Versteht sich, dass die Gäste zum idealen Hotel passen. Immer sind ein paar dabei, die einem zu denken geben: das silberhaarige Paar, das per Motorrad mit Seitenwagen durch ganz Europa reist. Der Herr mit den asiatischen Gesichtszügen und dem Pfälzer Dialekt. Die Pharmavertreterin, die an eine Gräfin aus dem Baltikum erinnert. Und wenn der Monteur aus Braunschweig nachts an der Bar seine Lebensgeschichte erzählt, ist die so spannend, dass der Zuhörer bis um eins sitzen bleibt, um ja nichts zu verpassen.
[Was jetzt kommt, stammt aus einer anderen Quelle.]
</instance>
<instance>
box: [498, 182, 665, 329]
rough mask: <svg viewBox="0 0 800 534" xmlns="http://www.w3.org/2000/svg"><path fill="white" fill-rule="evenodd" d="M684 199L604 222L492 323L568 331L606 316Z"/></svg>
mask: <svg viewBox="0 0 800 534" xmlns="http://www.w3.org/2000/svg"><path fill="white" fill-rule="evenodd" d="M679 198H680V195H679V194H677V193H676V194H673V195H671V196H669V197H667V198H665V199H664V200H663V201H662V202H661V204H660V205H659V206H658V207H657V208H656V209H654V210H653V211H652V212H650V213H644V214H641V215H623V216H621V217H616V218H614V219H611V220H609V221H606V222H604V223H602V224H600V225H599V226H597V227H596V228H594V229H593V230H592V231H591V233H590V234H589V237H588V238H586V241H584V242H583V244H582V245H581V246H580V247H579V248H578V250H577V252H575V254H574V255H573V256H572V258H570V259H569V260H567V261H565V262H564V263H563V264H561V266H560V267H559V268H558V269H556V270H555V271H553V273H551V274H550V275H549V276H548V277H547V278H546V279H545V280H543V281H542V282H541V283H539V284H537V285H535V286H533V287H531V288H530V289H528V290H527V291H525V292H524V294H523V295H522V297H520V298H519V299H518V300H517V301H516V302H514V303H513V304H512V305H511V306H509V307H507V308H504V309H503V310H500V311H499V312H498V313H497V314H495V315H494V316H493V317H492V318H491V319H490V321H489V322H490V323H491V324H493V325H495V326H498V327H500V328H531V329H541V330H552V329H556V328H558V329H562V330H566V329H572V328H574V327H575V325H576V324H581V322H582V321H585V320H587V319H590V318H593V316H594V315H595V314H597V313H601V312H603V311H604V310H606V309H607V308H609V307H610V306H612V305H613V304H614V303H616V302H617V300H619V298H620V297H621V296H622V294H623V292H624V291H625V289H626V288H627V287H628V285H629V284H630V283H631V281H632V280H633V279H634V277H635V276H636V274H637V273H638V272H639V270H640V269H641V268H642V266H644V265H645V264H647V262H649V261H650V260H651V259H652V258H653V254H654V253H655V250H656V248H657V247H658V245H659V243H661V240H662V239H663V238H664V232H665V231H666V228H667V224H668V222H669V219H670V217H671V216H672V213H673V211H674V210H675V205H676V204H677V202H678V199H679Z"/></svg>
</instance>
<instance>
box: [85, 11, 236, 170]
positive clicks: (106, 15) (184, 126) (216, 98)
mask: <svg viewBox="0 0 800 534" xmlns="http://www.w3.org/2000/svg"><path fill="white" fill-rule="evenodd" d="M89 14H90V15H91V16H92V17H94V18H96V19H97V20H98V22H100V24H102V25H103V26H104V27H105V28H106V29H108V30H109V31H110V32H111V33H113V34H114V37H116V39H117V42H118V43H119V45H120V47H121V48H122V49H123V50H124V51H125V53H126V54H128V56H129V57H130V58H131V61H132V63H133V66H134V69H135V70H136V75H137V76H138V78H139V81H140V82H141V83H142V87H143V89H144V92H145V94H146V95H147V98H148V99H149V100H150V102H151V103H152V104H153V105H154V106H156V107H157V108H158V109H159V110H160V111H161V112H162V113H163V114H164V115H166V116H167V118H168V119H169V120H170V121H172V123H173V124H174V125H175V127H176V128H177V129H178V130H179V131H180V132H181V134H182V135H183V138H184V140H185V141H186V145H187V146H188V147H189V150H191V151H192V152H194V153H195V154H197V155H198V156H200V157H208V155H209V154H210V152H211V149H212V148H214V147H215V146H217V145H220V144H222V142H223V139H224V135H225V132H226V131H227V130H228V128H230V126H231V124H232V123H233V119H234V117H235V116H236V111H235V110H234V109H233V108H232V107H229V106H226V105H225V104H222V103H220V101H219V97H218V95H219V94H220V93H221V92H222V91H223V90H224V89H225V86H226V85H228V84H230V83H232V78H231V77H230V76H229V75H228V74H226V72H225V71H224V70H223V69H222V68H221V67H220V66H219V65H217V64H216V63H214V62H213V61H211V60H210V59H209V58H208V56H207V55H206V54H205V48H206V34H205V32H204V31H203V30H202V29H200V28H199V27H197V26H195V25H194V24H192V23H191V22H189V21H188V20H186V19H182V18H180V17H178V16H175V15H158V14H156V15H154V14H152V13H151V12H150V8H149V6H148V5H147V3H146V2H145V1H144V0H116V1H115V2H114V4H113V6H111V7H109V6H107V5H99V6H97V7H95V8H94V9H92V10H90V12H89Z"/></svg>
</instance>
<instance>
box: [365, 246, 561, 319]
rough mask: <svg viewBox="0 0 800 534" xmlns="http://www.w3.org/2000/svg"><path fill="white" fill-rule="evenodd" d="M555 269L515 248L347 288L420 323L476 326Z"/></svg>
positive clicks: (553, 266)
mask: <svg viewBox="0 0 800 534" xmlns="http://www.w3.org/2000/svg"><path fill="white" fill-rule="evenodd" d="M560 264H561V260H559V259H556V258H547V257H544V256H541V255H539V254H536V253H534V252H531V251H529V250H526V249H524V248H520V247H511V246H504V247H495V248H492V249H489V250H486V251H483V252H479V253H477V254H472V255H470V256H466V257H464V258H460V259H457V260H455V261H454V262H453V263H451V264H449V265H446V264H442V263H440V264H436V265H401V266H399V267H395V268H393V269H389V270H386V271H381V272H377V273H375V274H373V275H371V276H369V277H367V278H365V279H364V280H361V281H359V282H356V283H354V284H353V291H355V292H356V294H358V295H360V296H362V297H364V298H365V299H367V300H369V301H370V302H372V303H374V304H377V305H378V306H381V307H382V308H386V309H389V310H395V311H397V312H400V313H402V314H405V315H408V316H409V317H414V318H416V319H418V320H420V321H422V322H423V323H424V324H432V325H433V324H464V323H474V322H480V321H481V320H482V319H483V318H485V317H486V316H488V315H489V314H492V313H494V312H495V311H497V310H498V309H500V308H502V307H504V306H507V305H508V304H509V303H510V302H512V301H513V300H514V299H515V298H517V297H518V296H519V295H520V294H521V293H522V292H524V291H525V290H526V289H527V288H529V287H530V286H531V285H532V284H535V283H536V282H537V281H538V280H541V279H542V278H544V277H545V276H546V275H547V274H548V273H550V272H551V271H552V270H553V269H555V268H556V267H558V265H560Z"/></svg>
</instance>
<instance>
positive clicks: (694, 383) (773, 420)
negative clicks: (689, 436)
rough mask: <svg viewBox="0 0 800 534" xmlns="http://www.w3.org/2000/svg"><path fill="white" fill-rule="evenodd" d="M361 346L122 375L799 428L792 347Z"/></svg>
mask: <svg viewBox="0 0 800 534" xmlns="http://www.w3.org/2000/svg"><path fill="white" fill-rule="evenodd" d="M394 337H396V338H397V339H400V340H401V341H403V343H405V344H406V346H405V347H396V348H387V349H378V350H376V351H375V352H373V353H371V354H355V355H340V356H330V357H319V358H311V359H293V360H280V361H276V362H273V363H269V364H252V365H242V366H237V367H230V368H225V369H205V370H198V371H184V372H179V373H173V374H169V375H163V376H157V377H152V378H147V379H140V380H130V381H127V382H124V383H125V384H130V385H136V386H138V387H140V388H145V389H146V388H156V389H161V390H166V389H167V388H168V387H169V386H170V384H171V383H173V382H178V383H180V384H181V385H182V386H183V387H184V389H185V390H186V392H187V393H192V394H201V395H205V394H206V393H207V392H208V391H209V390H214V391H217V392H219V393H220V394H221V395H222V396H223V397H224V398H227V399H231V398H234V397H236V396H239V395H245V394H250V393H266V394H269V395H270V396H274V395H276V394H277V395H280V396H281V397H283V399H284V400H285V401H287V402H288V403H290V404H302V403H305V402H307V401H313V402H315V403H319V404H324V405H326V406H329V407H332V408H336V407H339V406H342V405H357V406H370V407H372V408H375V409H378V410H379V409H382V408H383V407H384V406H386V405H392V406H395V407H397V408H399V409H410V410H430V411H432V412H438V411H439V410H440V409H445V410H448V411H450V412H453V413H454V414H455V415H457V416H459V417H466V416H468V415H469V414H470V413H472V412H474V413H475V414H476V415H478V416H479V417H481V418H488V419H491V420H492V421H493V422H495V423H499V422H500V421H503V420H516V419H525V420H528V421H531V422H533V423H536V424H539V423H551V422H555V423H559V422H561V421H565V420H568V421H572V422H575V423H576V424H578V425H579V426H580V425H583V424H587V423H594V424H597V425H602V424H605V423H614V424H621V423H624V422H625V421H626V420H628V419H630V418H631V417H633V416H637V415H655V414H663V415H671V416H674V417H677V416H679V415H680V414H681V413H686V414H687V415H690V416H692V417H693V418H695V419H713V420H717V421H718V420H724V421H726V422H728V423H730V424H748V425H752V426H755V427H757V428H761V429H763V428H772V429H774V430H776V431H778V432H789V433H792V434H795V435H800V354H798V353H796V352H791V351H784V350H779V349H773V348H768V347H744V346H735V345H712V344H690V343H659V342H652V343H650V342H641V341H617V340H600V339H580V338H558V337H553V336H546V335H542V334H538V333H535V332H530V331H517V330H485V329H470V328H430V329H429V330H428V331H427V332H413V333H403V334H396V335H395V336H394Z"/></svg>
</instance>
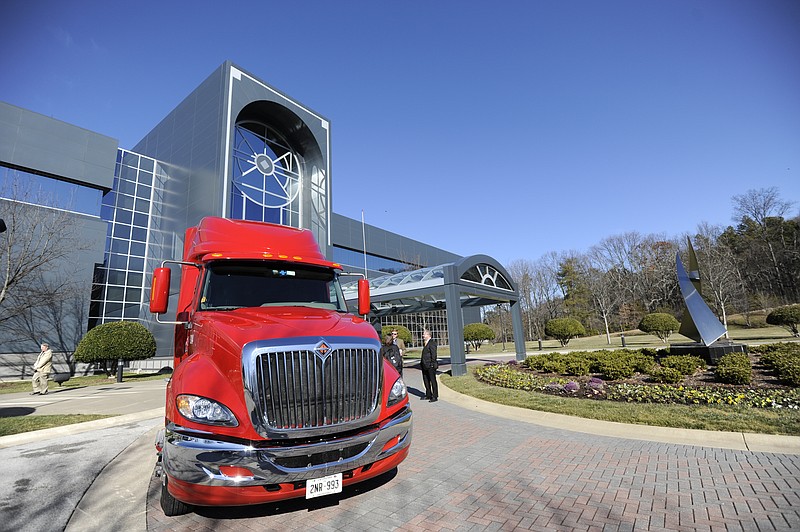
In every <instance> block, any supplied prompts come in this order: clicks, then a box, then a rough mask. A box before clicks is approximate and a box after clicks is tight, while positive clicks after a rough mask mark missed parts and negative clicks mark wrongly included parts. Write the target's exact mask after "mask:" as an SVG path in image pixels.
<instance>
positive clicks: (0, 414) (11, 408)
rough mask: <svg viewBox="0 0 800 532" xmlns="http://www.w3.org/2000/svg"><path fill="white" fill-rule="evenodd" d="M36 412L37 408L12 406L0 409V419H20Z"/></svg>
mask: <svg viewBox="0 0 800 532" xmlns="http://www.w3.org/2000/svg"><path fill="white" fill-rule="evenodd" d="M34 412H36V409H35V408H31V407H29V406H12V407H8V408H0V417H19V416H27V415H28V414H33V413H34Z"/></svg>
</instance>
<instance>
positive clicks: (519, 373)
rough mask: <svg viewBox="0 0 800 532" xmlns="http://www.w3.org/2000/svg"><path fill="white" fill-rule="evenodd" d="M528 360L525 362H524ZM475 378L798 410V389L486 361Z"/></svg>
mask: <svg viewBox="0 0 800 532" xmlns="http://www.w3.org/2000/svg"><path fill="white" fill-rule="evenodd" d="M526 362H527V361H526ZM475 376H476V377H477V378H478V380H480V381H482V382H485V383H487V384H491V385H493V386H501V387H503V388H510V389H514V390H526V391H535V392H540V393H548V394H556V395H567V396H573V397H574V396H585V397H591V398H594V399H607V400H612V401H624V402H628V403H660V404H684V405H719V406H743V407H750V408H790V409H794V410H797V409H800V389H797V388H795V389H791V390H775V389H770V390H742V389H736V388H719V387H717V388H715V387H712V386H707V387H705V386H704V387H689V386H674V385H665V384H629V383H604V382H603V381H602V380H601V379H598V378H594V377H593V378H591V379H589V380H588V381H586V380H585V379H581V380H580V381H573V380H568V379H564V378H560V377H558V378H555V379H554V378H552V377H547V376H545V375H538V374H535V373H530V372H525V371H521V370H520V369H519V368H517V367H516V366H515V365H514V364H487V365H486V366H483V367H480V368H477V369H476V370H475Z"/></svg>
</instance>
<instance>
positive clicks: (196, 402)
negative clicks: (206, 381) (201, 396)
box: [175, 394, 239, 427]
mask: <svg viewBox="0 0 800 532" xmlns="http://www.w3.org/2000/svg"><path fill="white" fill-rule="evenodd" d="M175 402H176V404H177V406H178V411H179V412H180V413H181V415H182V416H183V417H185V418H186V419H189V420H191V421H196V422H197V423H205V424H207V425H223V426H226V427H235V426H237V425H238V424H239V422H238V421H236V416H234V415H233V412H231V411H230V410H229V409H228V407H227V406H225V405H223V404H222V403H218V402H216V401H213V400H211V399H207V398H205V397H199V396H197V395H188V394H181V395H179V396H178V397H177V399H176V400H175Z"/></svg>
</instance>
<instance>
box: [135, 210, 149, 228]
mask: <svg viewBox="0 0 800 532" xmlns="http://www.w3.org/2000/svg"><path fill="white" fill-rule="evenodd" d="M147 219H148V216H147V215H146V214H144V213H141V212H135V213H133V225H138V226H141V227H147Z"/></svg>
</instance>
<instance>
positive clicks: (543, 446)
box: [147, 368, 800, 531]
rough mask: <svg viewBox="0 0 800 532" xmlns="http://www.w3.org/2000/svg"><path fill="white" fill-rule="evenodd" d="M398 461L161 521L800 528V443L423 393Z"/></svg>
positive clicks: (547, 527) (159, 522) (148, 508)
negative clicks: (341, 476)
mask: <svg viewBox="0 0 800 532" xmlns="http://www.w3.org/2000/svg"><path fill="white" fill-rule="evenodd" d="M406 378H407V381H408V383H409V387H410V390H411V392H412V394H416V395H415V396H414V397H413V398H412V401H413V406H414V435H413V443H412V449H411V453H410V455H409V457H408V459H407V460H406V461H405V462H403V463H402V464H401V465H400V467H399V468H398V469H397V471H396V472H392V473H390V474H389V475H387V476H384V477H382V478H379V479H376V480H375V481H374V482H368V483H365V484H362V485H360V486H355V487H350V488H346V489H345V491H344V493H343V494H342V495H341V496H333V497H329V498H324V499H317V500H315V501H313V502H307V501H305V500H299V501H290V502H285V503H281V504H272V505H264V506H258V507H243V508H223V509H219V508H215V509H199V510H198V511H197V513H194V514H189V515H185V516H179V517H173V518H167V517H165V516H164V514H163V513H162V512H161V510H160V507H159V503H158V489H159V487H158V483H157V481H153V482H151V484H150V491H149V494H148V499H147V501H148V502H147V528H148V530H153V531H162V530H332V531H333V530H342V531H354V530H358V531H360V530H376V531H382V530H395V529H397V530H480V531H483V530H520V529H523V530H524V529H530V530H543V531H544V530H547V531H550V530H726V531H731V530H759V531H761V530H791V529H795V530H800V454H797V453H795V454H776V453H764V452H753V451H746V450H726V449H719V448H712V447H703V446H696V445H680V444H671V443H654V442H649V441H639V440H632V439H626V438H612V437H607V436H596V435H591V434H585V433H581V432H573V431H568V430H563V429H557V428H548V427H543V426H539V425H535V424H530V423H525V422H521V421H518V420H514V419H506V418H501V417H496V416H492V415H487V414H485V413H482V412H479V411H475V410H470V409H465V408H463V407H461V406H457V405H456V404H454V403H451V402H448V401H447V400H444V399H443V400H440V401H439V402H437V403H428V402H426V401H421V400H420V399H419V395H420V390H421V389H422V383H421V378H420V375H419V372H418V371H415V370H413V369H411V368H409V369H407V371H406Z"/></svg>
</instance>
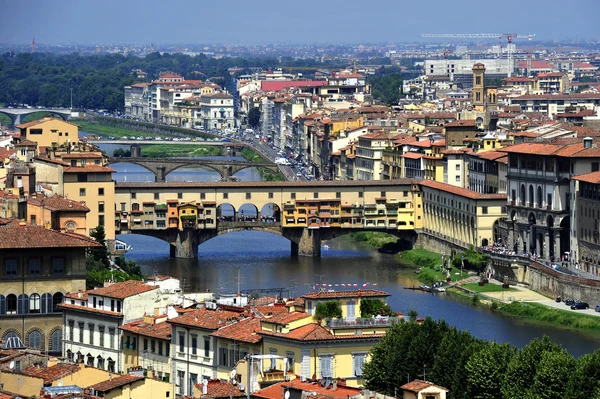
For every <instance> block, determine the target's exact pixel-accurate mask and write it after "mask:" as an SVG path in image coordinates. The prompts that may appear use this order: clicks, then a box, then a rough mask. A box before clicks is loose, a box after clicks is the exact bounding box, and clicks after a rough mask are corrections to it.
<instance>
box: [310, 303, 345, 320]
mask: <svg viewBox="0 0 600 399" xmlns="http://www.w3.org/2000/svg"><path fill="white" fill-rule="evenodd" d="M334 317H337V318H341V317H342V304H341V302H340V301H327V302H319V303H318V304H317V306H316V307H315V318H316V319H317V320H323V319H331V318H334Z"/></svg>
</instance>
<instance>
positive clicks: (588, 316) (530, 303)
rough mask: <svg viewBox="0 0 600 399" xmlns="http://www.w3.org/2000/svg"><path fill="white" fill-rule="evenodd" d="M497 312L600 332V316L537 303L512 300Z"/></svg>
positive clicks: (582, 330)
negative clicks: (557, 307)
mask: <svg viewBox="0 0 600 399" xmlns="http://www.w3.org/2000/svg"><path fill="white" fill-rule="evenodd" d="M498 312H500V313H502V314H504V315H506V316H510V317H515V318H519V319H523V320H527V321H535V322H541V323H547V324H548V325H552V326H553V327H556V326H561V327H565V328H570V329H577V330H581V331H587V332H594V333H600V317H596V316H589V315H585V314H581V313H576V312H570V311H567V310H560V309H555V308H551V307H549V306H545V305H541V304H539V303H529V302H512V303H510V304H507V305H500V306H499V307H498Z"/></svg>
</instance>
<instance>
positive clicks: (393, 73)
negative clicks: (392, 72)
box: [367, 73, 402, 104]
mask: <svg viewBox="0 0 600 399" xmlns="http://www.w3.org/2000/svg"><path fill="white" fill-rule="evenodd" d="M367 83H369V84H370V85H371V93H372V95H373V97H374V98H375V99H377V100H379V101H381V102H383V103H384V104H398V100H400V90H402V75H401V74H399V73H391V74H387V75H383V76H369V78H368V79H367Z"/></svg>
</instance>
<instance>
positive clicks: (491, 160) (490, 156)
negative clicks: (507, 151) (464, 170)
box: [472, 151, 506, 161]
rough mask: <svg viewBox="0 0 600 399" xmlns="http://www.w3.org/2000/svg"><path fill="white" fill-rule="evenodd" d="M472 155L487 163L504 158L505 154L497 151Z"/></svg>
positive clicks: (477, 153) (474, 153)
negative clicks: (485, 160)
mask: <svg viewBox="0 0 600 399" xmlns="http://www.w3.org/2000/svg"><path fill="white" fill-rule="evenodd" d="M472 155H473V156H476V157H478V158H479V159H486V160H488V161H495V160H497V159H499V158H502V157H505V156H506V154H505V153H503V152H499V151H486V152H477V153H474V154H472Z"/></svg>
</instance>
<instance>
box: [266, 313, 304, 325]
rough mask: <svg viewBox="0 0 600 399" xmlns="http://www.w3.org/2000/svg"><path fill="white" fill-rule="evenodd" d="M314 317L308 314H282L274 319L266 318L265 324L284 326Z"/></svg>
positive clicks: (279, 313)
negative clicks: (295, 321)
mask: <svg viewBox="0 0 600 399" xmlns="http://www.w3.org/2000/svg"><path fill="white" fill-rule="evenodd" d="M309 317H312V315H311V314H310V313H306V312H289V313H288V312H281V313H277V314H275V315H273V317H269V318H265V319H263V321H264V322H265V323H273V324H282V325H286V324H289V323H291V322H294V321H298V320H302V319H306V318H309Z"/></svg>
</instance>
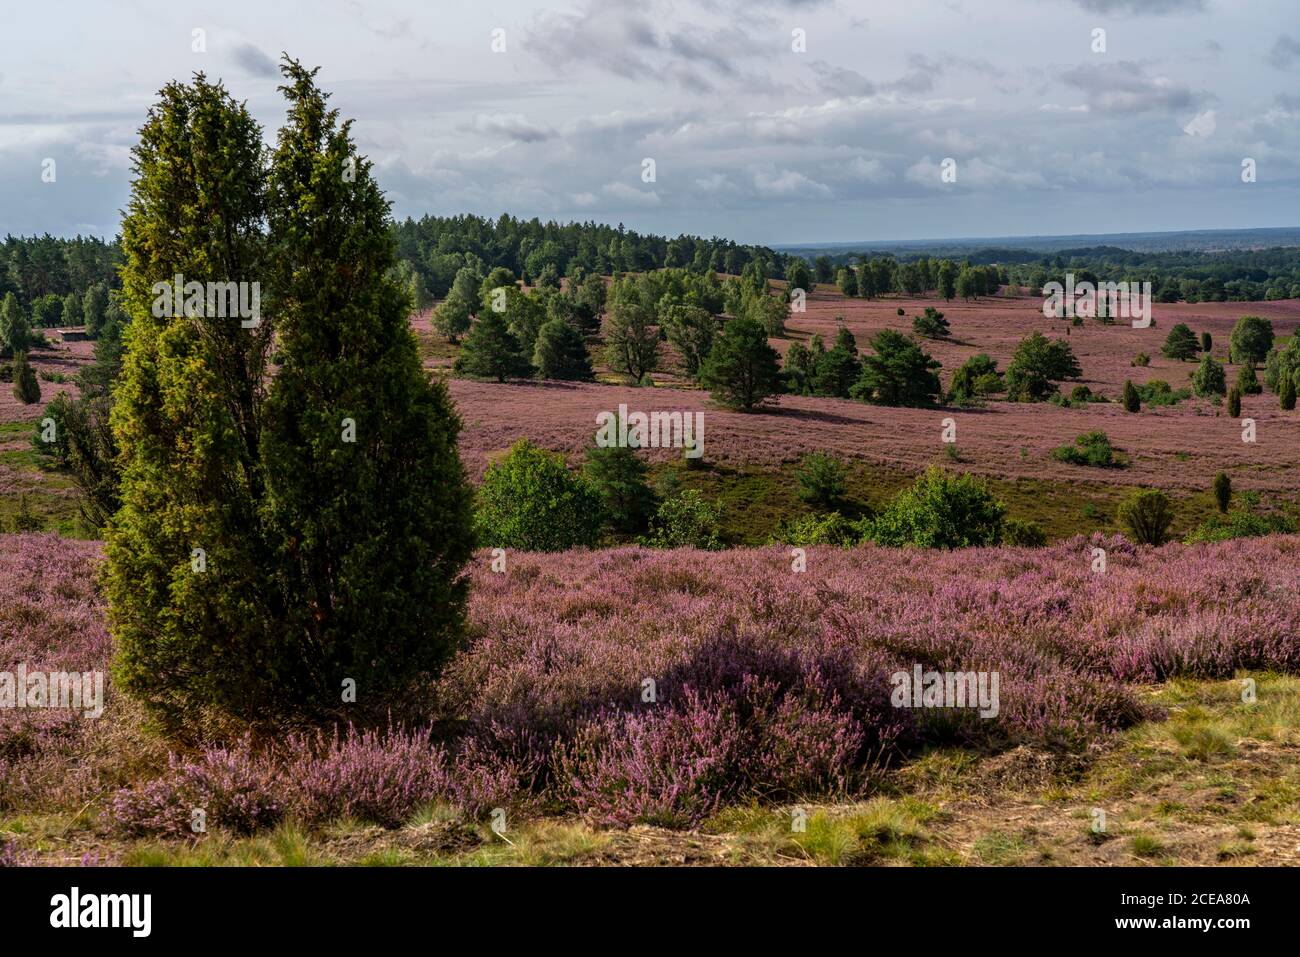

Und irgendwo in den Weiten der Flure wohnen auch Leute wie die Schauspielerin Christiane Paul oder der Songwriter Leonard Cohen, beim Frühstück kommen sie unauffällig dazu, und niemand macht ein großes Bohei darum. Mit einem Wort: Im idealen Hotel stellt sich nie das Gefühl ein, in der Zelle einer Abzockmaschine zu sitzen. Die Angestellten sind unaufdringlich, abgeklärt, humorvoll - auch deshalb, weil der Chef sie ordentlich bezahlt. Und, nicht zu vergessen: Natürlich haben alle Gäste freies Internet. Und jeder kommt problemlos ins Netz. Denn das ideale Hotel hat keine technischen Geheimnisse. Andere aber sehr wohl. Es atmet. Es lebt. Es strahlt Freundlichkeit und Optimismus aus. Ist das so schwer?